Though he had supported the Roosevelt campaign objectives in 1932, the Democratic Congressman from Indiana, Samuel B. Pettengill, found himself strongly opposed to many of the methods of the "New Deal." In 1938 his book, Jefferson, The Forgotten Man (published by America’s Future, Inc. of New York), set forth the reasons for his opposition. The following excerpts, comparing the New Deal with the Old Regime
of prerevolutionary France, seem especially
worthy of repetition in 1962.

Methods and forms were important to Thomas Jefferson.
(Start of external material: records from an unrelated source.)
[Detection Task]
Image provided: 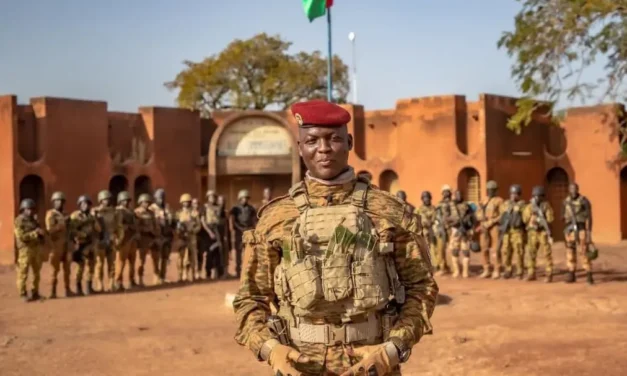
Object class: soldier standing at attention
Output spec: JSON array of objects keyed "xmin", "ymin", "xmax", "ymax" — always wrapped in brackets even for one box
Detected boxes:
[
  {"xmin": 13, "ymin": 198, "xmax": 46, "ymax": 302},
  {"xmin": 416, "ymin": 191, "xmax": 440, "ymax": 272},
  {"xmin": 523, "ymin": 185, "xmax": 554, "ymax": 283},
  {"xmin": 135, "ymin": 193, "xmax": 162, "ymax": 287},
  {"xmin": 70, "ymin": 195, "xmax": 102, "ymax": 295},
  {"xmin": 92, "ymin": 190, "xmax": 121, "ymax": 292},
  {"xmin": 500, "ymin": 184, "xmax": 525, "ymax": 279},
  {"xmin": 233, "ymin": 101, "xmax": 438, "ymax": 376},
  {"xmin": 562, "ymin": 183, "xmax": 597, "ymax": 285},
  {"xmin": 149, "ymin": 188, "xmax": 174, "ymax": 284},
  {"xmin": 229, "ymin": 189, "xmax": 257, "ymax": 278},
  {"xmin": 45, "ymin": 192, "xmax": 72, "ymax": 299},
  {"xmin": 175, "ymin": 193, "xmax": 202, "ymax": 282},
  {"xmin": 477, "ymin": 180, "xmax": 503, "ymax": 279},
  {"xmin": 113, "ymin": 191, "xmax": 139, "ymax": 292}
]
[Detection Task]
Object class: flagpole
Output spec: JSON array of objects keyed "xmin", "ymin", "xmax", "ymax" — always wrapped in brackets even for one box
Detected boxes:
[{"xmin": 327, "ymin": 7, "xmax": 333, "ymax": 102}]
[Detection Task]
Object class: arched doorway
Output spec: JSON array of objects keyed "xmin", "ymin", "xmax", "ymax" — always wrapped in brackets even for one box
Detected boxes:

He did not believe liberal ends could be attained by illiberal means, nor a democratic result by a dictatorial method.

So let us discuss "methods." It will be found that certain methods urged today have their counter­part in the past—a past that Jef­ferson rejected.

These precedents may be found in the history of many centuries. With them Jefferson had a pro­found acquaintance. Their develop­ment in England led to the great Declaration of 1776. Here the "ob­jective" was "Life, Liberty and the pursuit of Happiness." The break with England took place because the "form of Government" became "destructive of these ends."

The Situation in France

Let us consider conditions in France which preceded the Terror of the 1790′s, the beginnings of which Jefferson saw with his own eyes during his five years’ resi­dence there as Minister, 1784-1789.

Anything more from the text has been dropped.